Marine Biology

, Volume 140, Issue 2, pp 229–236

Shark-inflicted injury frequencies, escape ability, and habitat use of green and loggerhead turtles

Authors

  •  M. Heithaus
    • Behavioural Ecology Research Group, Department of Biological Sciences, Simon Fraser University, Burnaby, BC, V5A 1S6 Canada
  •  A. Frid
    • Behavioural Ecology Research Group, Department of Biological Sciences, Simon Fraser University, Burnaby, BC, V5A 1S6 Canada
  •  L. Dill
    • Behavioural Ecology Research Group, Department of Biological Sciences, Simon Fraser University, Burnaby, BC, V5A 1S6 Canada

DOI: 10.1007/s00227-001-0712-6

Cite this article as:
Heithaus, M., Frid, A. & Dill, L. Marine Biology (2002) 140: 229. doi:10.1007/s00227-001-0712-6

Abstract.

Interactions between large marine predators and their prey are difficult to observe and little is known about the risk of predation faced by sea turtles. The frequency of predator-inflicted injuries, however, has afforded insights into the predation risk faced by many taxa. We measured the frequency of shark-inflicted injuries on green (Chelonia mydas) and loggerhead (Caretta caretta) sea turtles in Shark Bay, Western Australia with a view to determining differences between species and sex-classes in the risk of predation from tiger sharks (Galeocerdo cuvier). Furthermore, we investigated how escape ability and habitat use might influence the probability of turtles being injured by sharks. Shark-inflicted injuries were more frequent on loggerhead than on green turtles, and most frequent on adult male loggerhead turtles.
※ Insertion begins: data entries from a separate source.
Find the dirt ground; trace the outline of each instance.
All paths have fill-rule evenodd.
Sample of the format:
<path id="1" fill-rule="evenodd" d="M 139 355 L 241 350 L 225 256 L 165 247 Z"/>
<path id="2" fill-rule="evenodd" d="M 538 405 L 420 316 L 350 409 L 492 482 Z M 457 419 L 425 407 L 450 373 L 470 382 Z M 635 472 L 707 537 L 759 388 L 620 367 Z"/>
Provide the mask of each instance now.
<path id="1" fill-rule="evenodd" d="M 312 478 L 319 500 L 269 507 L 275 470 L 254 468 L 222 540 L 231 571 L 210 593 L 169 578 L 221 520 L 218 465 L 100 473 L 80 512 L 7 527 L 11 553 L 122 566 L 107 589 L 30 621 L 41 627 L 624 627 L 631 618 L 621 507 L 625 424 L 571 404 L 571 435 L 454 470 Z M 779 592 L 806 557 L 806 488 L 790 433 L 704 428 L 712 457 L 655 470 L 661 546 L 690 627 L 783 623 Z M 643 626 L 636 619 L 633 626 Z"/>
Species effects could not be attributed to differences in habitat use, since green turtles were found in habitats favored by tiger sharks more often than were loggerhead turtles. Green turtles, however, were faster and maneuvered better than loggerhead turtles, suggesting that escape ability is a factor in interspecific differences in injury frequency. The sex-class difference in injury frequency of loggerhead turtles suggests that males face greater predation risk than females and may take more risks. For green turtles, the lack of a sex difference in injury frequency might be due to greater escape ability lowering overall predation risk or to no differences between sexes in the benefits of risk-taking.